Friday, January 13, 2012

The Change

I sit here, my mind playing, bouncing between two sides of a colored spectrum.  The question lingers, reverberating through every memory as I sift through the contents of three known decades in seconds and wonder about other lifetimes on the fringes of easily lost dreams. 
Did I make the decision to take it in, or did it chose me? I, an open vessel, lights blinking, looking for port.  Did I decide to take it in one day while peeling apples at the kitchen counter, old tiles all stacked full of fruits and old melons rescued from the bin?  Was it a choice? 
The thoughts roll though me as I stare at the moon.  A cool summer breeze full of jasmine and tangible teenage memories of long midnight walks flows past me, igniting the soft skin on my arms. I stare at the moon, awash in its pale calming glow.  The lights around blink as distant worlds do. 
Do choices begin or are they like stones tumbling in the ocean current, bumping off one red-haired mermaid and another until you find yourself in an unfamiliar house in a foggy city, surrounded by people you’ve known for years but seem like newly-acquainted strangers. 
I squint my eyes and look for the trail.  Just how did I get here and what is this?  I think back- when did the choice come?  When the doors opened with a small ding?  When I went down, skirting the equator by just a few hundred miles?
I was looking for something then.  I searched for it in the eyes of every person I saw, looked for it in unfamiliar cities and in the arms of strangers. When did the doors open?  Each choice begets the next and they lap against each other, altering the north wind so that orange butterflies can dance in the hurricane winds of time eternal. 
I think back to the night so long ago.  A night beside a house on the edge of a hill.  On the cemented patio, beside the blue sparkling pool, we looked down at the smog-covered city streets below and sucked on small pieces of tasteless paper. 
Those people with whom I attempted to travel, I thought I would always know them, carry their names and numbers with me as the years changed my skin and hair.  But that, as all things do, changed.  That night we sat in plastic lawn chairs in the summer twilight, watching as city lights turned on and started blinking, talking to us through the altered gray air. 
The house, I would later come to understand, was inspired by the architecture of Frank Lloyd Wright, but at the time, I just observed the clean angles, the lack of tightness, the open, flowing use of space.  We sucked on little pieces of tasteless paper and as the sky turned darker and the lights started to blink, as other worlds do, the familiar faces and words lost the meaning I once understood as inherent and fixed.
I think back to a day so long ago sitting on the bright grassy lawn of my junior high school, El Roble. We picked small white clover flowers and turned them into garlands.  We sat like children, so utterly content to lay in the field.  The grass, so much more green.  The grass, so much more soft.  The sky, so much more blue.  There was nothing else to do, nowhere to be, no one else to find.  It was utterly perfect, the moment without rush and obligation.  That day, so long ago.
When did I decide to take it in?  Was it a decision or a series of accidents?  Me, or it moving through me?  Paper, door, blinking lights, other worlds.  The open door, blinking lights, eyes I can no longer remember and black shadows.   It can be different.  It takes one tiny piece of paper, a little sugar cube, and worlds dissolve in your cup of water.  Did I decide to change, or did the change find me after one tiny, tasteless piece of paper?

Saturday, January 7, 2012

Giant

The giant barks.
I bark back.
There is only one way for a giant to act. I know this.
I have read it in story rhymes,
so many stories, so many rhymes.
Then I finally encounter one, I am offended by what I see.

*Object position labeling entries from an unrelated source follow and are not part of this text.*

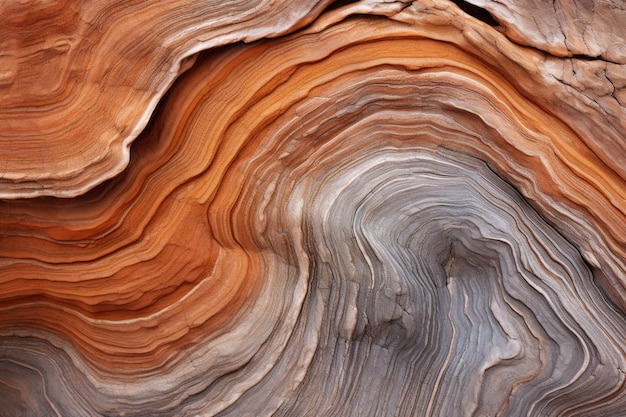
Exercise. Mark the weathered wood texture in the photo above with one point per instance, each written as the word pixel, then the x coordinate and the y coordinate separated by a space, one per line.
pixel 301 208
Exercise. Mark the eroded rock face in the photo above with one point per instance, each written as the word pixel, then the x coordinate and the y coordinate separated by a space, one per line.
pixel 368 209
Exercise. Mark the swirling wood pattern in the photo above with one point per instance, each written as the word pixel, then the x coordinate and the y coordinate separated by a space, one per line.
pixel 380 208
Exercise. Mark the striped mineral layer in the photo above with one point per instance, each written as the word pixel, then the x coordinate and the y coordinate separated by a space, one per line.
pixel 367 208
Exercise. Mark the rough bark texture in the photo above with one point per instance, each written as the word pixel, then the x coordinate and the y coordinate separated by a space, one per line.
pixel 299 208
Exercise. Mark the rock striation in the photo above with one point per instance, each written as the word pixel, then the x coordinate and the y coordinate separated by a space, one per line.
pixel 363 208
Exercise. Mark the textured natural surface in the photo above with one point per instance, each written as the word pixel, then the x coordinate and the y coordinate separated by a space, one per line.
pixel 364 209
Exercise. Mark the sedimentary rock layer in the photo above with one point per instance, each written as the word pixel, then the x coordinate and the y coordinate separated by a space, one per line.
pixel 374 209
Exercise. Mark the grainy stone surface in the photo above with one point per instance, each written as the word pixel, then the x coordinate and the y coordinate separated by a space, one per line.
pixel 364 209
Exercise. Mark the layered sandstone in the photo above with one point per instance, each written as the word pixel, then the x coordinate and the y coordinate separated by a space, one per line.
pixel 363 208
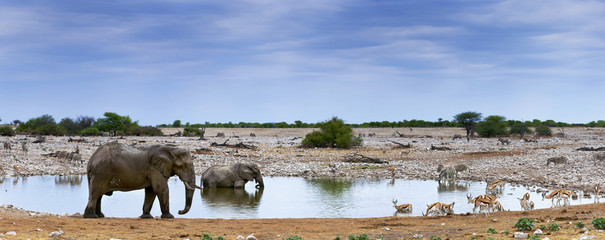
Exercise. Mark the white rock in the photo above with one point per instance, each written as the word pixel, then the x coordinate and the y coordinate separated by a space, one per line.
pixel 521 235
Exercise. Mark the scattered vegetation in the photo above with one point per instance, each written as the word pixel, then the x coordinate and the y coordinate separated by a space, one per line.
pixel 525 224
pixel 553 227
pixel 543 131
pixel 599 223
pixel 206 236
pixel 333 133
pixel 580 225
pixel 492 126
pixel 293 238
pixel 7 131
pixel 468 120
pixel 360 237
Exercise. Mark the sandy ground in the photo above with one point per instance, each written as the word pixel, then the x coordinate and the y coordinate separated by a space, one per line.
pixel 277 153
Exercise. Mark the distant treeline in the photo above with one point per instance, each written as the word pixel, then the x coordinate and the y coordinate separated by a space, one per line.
pixel 383 124
pixel 115 124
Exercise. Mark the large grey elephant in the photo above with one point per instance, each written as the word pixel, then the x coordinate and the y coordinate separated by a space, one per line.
pixel 236 175
pixel 119 167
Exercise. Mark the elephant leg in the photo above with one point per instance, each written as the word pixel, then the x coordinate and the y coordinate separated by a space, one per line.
pixel 98 209
pixel 149 198
pixel 239 183
pixel 94 201
pixel 161 189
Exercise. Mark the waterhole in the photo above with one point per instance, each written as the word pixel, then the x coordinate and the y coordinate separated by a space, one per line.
pixel 282 197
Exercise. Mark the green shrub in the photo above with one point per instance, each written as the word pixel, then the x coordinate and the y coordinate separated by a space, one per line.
pixel 206 236
pixel 519 128
pixel 360 237
pixel 146 131
pixel 90 131
pixel 7 131
pixel 190 131
pixel 543 131
pixel 492 126
pixel 553 227
pixel 333 133
pixel 599 223
pixel 293 238
pixel 525 224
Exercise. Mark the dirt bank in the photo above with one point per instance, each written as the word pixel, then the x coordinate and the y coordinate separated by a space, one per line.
pixel 276 151
pixel 448 227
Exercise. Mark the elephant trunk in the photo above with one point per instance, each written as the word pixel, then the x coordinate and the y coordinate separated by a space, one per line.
pixel 188 194
pixel 259 182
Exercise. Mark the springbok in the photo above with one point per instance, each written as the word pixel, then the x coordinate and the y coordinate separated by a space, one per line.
pixel 403 207
pixel 525 203
pixel 558 194
pixel 483 202
pixel 439 208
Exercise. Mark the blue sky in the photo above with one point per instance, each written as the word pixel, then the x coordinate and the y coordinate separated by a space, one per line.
pixel 281 60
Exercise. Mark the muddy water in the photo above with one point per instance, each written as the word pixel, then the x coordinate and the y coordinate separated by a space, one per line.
pixel 282 197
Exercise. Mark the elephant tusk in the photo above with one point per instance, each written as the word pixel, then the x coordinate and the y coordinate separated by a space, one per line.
pixel 191 188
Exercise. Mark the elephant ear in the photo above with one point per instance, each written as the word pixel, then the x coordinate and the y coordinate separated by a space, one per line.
pixel 246 172
pixel 162 163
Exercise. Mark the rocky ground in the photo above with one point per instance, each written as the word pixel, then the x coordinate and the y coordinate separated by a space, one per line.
pixel 277 152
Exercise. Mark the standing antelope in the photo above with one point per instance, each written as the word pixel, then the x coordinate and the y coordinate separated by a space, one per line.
pixel 525 203
pixel 439 208
pixel 598 156
pixel 483 202
pixel 403 207
pixel 558 194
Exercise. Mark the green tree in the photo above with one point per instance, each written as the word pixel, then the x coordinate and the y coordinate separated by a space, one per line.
pixel 44 125
pixel 468 120
pixel 518 127
pixel 112 122
pixel 492 126
pixel 332 133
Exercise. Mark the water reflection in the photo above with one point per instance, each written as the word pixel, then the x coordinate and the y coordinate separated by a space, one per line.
pixel 237 197
pixel 332 186
pixel 72 180
pixel 283 197
pixel 452 186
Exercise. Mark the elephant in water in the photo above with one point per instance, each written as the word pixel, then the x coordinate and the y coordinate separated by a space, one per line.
pixel 120 167
pixel 236 175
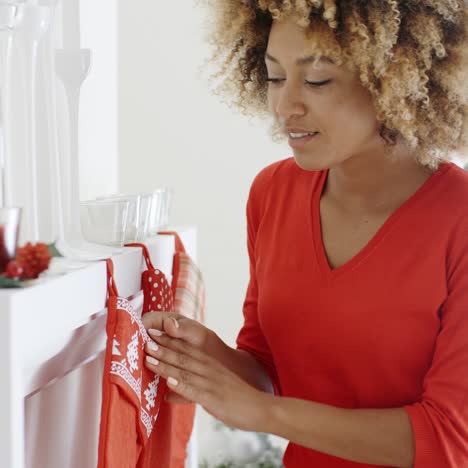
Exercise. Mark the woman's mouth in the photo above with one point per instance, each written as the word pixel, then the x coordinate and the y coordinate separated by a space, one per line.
pixel 299 140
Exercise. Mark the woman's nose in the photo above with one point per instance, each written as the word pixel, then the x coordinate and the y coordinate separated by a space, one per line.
pixel 289 102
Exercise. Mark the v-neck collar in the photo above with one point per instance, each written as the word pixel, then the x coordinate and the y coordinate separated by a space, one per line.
pixel 320 253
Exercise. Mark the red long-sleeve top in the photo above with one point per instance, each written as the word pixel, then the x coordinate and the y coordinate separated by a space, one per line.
pixel 387 329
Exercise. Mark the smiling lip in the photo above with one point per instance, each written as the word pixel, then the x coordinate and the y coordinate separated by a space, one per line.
pixel 298 143
pixel 298 130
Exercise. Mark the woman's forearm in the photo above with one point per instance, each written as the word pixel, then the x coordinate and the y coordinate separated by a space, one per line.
pixel 240 362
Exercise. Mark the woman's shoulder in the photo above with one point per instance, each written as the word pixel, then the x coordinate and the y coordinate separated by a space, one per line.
pixel 282 171
pixel 454 186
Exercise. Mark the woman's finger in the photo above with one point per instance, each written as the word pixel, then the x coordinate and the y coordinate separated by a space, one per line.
pixel 155 319
pixel 186 384
pixel 180 346
pixel 175 359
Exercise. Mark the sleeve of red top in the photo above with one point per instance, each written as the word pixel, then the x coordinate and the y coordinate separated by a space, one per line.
pixel 440 419
pixel 251 338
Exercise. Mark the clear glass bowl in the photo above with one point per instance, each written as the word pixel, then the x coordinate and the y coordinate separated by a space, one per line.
pixel 144 216
pixel 105 221
pixel 133 218
pixel 165 196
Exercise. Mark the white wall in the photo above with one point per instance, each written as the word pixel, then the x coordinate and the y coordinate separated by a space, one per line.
pixel 174 133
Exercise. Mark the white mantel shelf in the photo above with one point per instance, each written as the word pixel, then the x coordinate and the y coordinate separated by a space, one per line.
pixel 53 329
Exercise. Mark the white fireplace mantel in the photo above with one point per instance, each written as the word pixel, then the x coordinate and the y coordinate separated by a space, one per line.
pixel 52 341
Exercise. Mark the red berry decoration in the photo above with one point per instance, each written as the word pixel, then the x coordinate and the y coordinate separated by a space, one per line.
pixel 34 259
pixel 14 270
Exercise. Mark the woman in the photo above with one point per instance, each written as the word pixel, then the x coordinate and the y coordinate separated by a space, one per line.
pixel 355 341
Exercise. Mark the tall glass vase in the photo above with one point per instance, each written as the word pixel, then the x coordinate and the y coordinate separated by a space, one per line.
pixel 11 15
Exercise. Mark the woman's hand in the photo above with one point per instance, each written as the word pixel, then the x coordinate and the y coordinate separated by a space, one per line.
pixel 182 357
pixel 192 331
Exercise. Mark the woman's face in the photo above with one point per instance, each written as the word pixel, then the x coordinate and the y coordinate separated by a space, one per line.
pixel 327 99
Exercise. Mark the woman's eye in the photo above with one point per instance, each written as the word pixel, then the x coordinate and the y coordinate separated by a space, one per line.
pixel 274 80
pixel 314 84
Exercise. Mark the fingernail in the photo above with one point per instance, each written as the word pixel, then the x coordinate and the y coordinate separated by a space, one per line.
pixel 151 360
pixel 153 346
pixel 172 381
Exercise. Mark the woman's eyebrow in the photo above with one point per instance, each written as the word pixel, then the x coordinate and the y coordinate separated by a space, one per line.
pixel 300 60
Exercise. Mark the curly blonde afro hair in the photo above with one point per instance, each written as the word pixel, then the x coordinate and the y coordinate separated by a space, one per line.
pixel 410 54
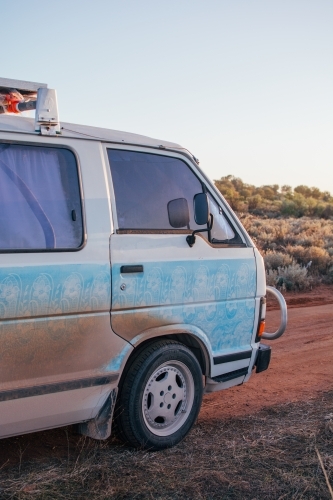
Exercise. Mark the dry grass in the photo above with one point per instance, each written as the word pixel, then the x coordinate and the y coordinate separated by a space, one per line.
pixel 298 253
pixel 267 455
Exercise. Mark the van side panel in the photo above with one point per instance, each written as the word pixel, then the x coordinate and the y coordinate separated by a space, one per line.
pixel 55 333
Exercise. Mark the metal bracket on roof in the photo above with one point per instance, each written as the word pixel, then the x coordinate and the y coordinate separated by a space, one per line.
pixel 47 117
pixel 17 96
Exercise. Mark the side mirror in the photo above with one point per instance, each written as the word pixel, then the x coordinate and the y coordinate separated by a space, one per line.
pixel 201 208
pixel 178 212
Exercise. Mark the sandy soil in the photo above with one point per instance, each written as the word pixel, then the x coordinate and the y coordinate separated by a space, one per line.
pixel 301 364
pixel 301 368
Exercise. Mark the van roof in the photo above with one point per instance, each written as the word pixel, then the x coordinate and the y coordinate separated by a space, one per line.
pixel 12 123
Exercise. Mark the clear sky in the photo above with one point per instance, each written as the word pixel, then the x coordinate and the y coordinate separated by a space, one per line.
pixel 246 85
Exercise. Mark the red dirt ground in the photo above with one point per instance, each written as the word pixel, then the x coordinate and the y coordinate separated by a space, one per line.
pixel 301 364
pixel 301 368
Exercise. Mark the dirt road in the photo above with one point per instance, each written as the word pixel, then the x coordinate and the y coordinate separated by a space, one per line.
pixel 301 367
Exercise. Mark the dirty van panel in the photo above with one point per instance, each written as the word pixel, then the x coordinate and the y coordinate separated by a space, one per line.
pixel 209 286
pixel 55 286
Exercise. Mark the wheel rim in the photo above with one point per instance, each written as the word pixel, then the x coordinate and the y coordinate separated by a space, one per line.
pixel 168 398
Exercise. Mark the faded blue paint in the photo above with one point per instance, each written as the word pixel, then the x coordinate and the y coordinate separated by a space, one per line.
pixel 56 289
pixel 216 296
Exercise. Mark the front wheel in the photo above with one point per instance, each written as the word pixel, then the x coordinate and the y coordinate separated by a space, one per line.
pixel 160 397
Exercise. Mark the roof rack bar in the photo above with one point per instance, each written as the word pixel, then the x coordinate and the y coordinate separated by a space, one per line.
pixel 21 85
pixel 17 96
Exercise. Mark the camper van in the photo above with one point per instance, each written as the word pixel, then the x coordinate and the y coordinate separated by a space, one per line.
pixel 128 287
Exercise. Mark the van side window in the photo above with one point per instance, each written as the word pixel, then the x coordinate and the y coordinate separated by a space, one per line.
pixel 40 203
pixel 221 231
pixel 145 183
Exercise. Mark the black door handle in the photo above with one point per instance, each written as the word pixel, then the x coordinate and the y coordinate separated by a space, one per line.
pixel 131 269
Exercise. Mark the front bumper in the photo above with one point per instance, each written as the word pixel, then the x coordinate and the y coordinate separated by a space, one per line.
pixel 263 358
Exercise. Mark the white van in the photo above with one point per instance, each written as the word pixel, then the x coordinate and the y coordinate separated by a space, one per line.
pixel 126 281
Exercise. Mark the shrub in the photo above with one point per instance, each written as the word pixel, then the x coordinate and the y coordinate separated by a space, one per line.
pixel 274 260
pixel 292 277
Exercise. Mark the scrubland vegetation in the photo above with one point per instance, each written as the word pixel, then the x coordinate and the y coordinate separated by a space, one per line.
pixel 292 228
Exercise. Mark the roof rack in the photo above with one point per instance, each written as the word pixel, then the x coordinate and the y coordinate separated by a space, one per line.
pixel 17 96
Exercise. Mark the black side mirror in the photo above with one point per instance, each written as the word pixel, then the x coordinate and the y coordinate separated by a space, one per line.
pixel 201 208
pixel 201 216
pixel 178 212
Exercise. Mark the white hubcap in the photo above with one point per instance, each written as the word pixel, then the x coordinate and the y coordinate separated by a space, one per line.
pixel 168 398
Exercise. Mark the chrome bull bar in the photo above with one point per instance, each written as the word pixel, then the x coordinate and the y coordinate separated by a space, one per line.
pixel 283 317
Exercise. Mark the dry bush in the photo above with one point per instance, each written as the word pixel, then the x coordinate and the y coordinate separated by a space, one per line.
pixel 274 260
pixel 319 257
pixel 282 242
pixel 293 277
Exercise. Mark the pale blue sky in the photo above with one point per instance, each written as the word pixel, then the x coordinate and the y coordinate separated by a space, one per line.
pixel 246 85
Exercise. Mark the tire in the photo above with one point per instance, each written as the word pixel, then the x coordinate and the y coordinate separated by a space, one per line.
pixel 160 396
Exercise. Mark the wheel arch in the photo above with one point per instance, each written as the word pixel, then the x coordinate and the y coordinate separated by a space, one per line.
pixel 195 340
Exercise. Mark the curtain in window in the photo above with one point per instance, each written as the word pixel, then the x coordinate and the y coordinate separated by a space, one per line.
pixel 38 193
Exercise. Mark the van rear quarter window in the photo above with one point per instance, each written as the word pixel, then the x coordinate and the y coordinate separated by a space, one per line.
pixel 40 203
pixel 145 183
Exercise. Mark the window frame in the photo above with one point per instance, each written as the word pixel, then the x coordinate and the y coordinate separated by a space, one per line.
pixel 237 243
pixel 81 198
pixel 243 239
pixel 150 230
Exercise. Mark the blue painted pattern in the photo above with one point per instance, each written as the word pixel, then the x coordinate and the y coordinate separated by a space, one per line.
pixel 50 290
pixel 216 296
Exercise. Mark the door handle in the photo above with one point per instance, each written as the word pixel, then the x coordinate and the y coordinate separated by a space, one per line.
pixel 131 269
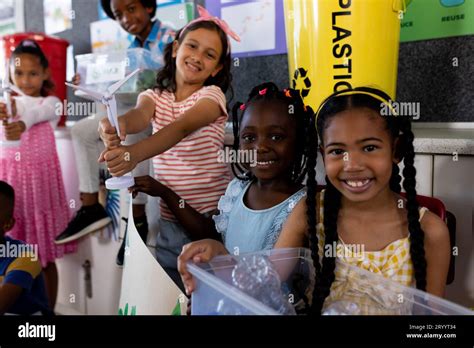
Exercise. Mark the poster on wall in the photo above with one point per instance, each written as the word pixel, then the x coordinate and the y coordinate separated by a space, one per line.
pixel 57 16
pixel 107 35
pixel 260 25
pixel 434 19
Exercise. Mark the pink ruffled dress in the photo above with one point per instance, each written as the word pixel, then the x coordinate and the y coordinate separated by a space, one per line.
pixel 33 169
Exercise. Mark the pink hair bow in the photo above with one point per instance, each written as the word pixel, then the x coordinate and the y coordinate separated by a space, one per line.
pixel 204 15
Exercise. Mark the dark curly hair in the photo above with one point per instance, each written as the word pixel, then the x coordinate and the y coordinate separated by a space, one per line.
pixel 166 80
pixel 31 47
pixel 398 127
pixel 145 3
pixel 304 126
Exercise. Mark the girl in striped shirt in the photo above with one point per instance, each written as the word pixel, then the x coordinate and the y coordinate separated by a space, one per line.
pixel 188 112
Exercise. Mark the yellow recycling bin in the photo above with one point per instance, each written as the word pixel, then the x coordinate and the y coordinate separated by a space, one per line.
pixel 342 44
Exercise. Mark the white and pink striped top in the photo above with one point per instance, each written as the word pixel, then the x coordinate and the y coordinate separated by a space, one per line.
pixel 191 167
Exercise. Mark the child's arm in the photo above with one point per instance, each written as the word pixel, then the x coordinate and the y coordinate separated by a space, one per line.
pixel 50 109
pixel 9 294
pixel 196 224
pixel 294 231
pixel 123 159
pixel 437 253
pixel 200 251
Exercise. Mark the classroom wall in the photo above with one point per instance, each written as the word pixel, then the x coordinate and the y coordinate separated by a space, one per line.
pixel 425 71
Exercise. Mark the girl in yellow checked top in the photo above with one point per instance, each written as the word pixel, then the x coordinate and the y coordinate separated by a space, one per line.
pixel 188 112
pixel 361 205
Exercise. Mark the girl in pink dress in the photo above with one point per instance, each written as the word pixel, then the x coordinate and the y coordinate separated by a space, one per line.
pixel 32 168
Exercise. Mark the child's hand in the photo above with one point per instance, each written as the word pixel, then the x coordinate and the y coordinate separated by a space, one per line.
pixel 120 160
pixel 76 79
pixel 14 130
pixel 108 133
pixel 200 251
pixel 3 110
pixel 148 185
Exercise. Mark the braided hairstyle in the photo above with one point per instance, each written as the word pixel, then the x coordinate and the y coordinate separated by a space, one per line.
pixel 399 128
pixel 302 114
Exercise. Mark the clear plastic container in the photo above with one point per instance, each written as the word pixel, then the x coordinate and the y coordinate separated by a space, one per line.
pixel 364 293
pixel 215 293
pixel 100 70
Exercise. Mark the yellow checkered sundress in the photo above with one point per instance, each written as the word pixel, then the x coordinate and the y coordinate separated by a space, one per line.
pixel 393 262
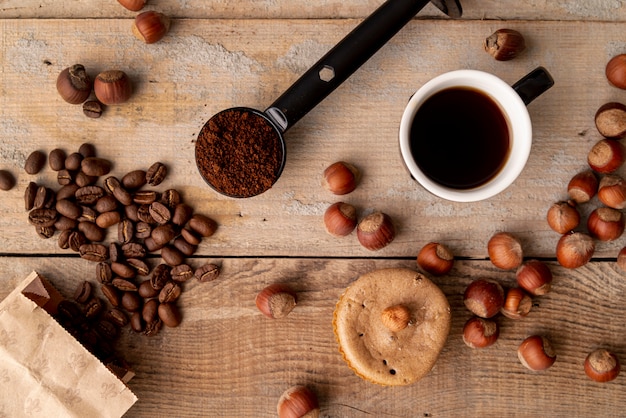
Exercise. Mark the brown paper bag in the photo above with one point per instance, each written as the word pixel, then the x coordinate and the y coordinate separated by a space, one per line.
pixel 44 371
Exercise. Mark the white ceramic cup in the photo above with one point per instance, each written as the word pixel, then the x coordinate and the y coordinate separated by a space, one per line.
pixel 511 101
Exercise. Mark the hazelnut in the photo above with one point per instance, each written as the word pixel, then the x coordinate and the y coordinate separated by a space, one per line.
pixel 602 366
pixel 563 217
pixel 583 186
pixel 616 71
pixel 298 402
pixel 535 277
pixel 396 317
pixel 340 219
pixel 505 251
pixel 276 301
pixel 606 156
pixel 606 224
pixel 610 120
pixel 517 304
pixel 612 191
pixel 340 178
pixel 112 87
pixel 480 332
pixel 484 297
pixel 536 353
pixel 375 231
pixel 133 5
pixel 151 26
pixel 574 249
pixel 505 44
pixel 74 84
pixel 435 259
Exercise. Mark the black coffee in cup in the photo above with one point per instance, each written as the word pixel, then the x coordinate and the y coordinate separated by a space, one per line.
pixel 460 138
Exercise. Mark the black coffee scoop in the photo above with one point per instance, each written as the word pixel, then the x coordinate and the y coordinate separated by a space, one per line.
pixel 241 152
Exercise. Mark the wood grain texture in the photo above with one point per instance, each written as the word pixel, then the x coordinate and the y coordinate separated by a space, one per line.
pixel 227 359
pixel 205 66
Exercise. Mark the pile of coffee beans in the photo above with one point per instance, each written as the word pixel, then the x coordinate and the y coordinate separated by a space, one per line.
pixel 148 223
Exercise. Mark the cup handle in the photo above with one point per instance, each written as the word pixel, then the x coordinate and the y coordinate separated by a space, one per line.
pixel 533 84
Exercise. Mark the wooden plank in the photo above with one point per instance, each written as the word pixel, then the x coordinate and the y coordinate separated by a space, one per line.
pixel 204 66
pixel 226 359
pixel 599 10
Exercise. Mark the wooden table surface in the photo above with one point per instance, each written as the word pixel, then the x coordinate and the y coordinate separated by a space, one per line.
pixel 226 359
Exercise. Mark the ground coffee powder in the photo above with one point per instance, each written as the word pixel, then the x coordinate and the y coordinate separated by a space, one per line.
pixel 239 153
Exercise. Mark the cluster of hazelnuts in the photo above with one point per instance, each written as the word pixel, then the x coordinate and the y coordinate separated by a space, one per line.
pixel 486 298
pixel 605 223
pixel 374 231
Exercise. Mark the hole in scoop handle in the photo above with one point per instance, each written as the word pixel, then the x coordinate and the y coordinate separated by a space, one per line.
pixel 533 84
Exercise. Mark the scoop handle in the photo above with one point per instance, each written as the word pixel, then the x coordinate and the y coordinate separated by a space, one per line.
pixel 342 61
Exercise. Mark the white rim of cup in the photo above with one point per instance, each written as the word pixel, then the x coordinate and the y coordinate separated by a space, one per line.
pixel 518 119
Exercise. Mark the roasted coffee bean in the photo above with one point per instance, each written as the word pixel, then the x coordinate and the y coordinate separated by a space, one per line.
pixel 68 208
pixel 181 273
pixel 125 231
pixel 42 197
pixel 145 197
pixel 42 217
pixel 156 174
pixel 89 195
pixel 93 308
pixel 112 294
pixel 137 323
pixel 88 215
pixel 160 213
pixel 82 292
pixel 160 275
pixel 94 252
pixel 35 162
pixel 131 301
pixel 207 272
pixel 172 256
pixel 171 198
pixel 106 204
pixel 117 316
pixel 184 247
pixel 153 328
pixel 146 291
pixel 45 232
pixel 104 274
pixel 56 159
pixel 29 195
pixel 67 192
pixel 133 250
pixel 65 177
pixel 123 284
pixel 106 329
pixel 95 166
pixel 87 150
pixel 134 180
pixel 182 214
pixel 123 270
pixel 149 311
pixel 170 292
pixel 63 240
pixel 63 223
pixel 169 314
pixel 190 236
pixel 108 219
pixel 92 231
pixel 75 240
pixel 72 162
pixel 163 234
pixel 203 225
pixel 82 180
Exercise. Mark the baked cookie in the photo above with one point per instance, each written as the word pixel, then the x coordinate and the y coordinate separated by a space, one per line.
pixel 391 325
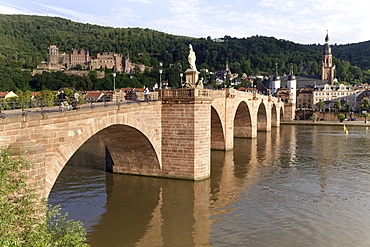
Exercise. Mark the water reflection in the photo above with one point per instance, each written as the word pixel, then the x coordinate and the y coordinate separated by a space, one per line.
pixel 293 186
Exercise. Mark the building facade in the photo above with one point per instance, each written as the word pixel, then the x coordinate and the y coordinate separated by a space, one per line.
pixel 62 61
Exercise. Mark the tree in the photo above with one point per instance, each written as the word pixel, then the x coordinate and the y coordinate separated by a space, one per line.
pixel 365 104
pixel 25 219
pixel 341 117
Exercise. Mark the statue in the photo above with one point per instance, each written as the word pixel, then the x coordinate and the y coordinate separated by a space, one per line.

The giant barks, sitting on all fours. 
His sneakers chewed up and smelling of bile.
Where has this creature come from?
Not even the swamp down by Knott’s old road house could have produced such a dank creature.

This is not what I wanted to see this early in the morning.  Out for a morning stroll, thinking about a good breakfast, some sausage and black coffee, maybe a smile from Bettie. I wake from nightmares with visions like this, but to see it barking out on Upper West Tollridge like the full moon was out, like transformation is upon him- I must do something.

The giant barks and I bark back.  I release my savage dog.  The wild rascal I have tamed inside.  My skin starts to burn with the boil of hate.
Soon, the night is black, smelling of old rotten things and dark, still waters that have not moved in centuries.  I took him by surprise, myself, covered in the scent of fish, of old and new cigars.

When the giant barked, I barked back.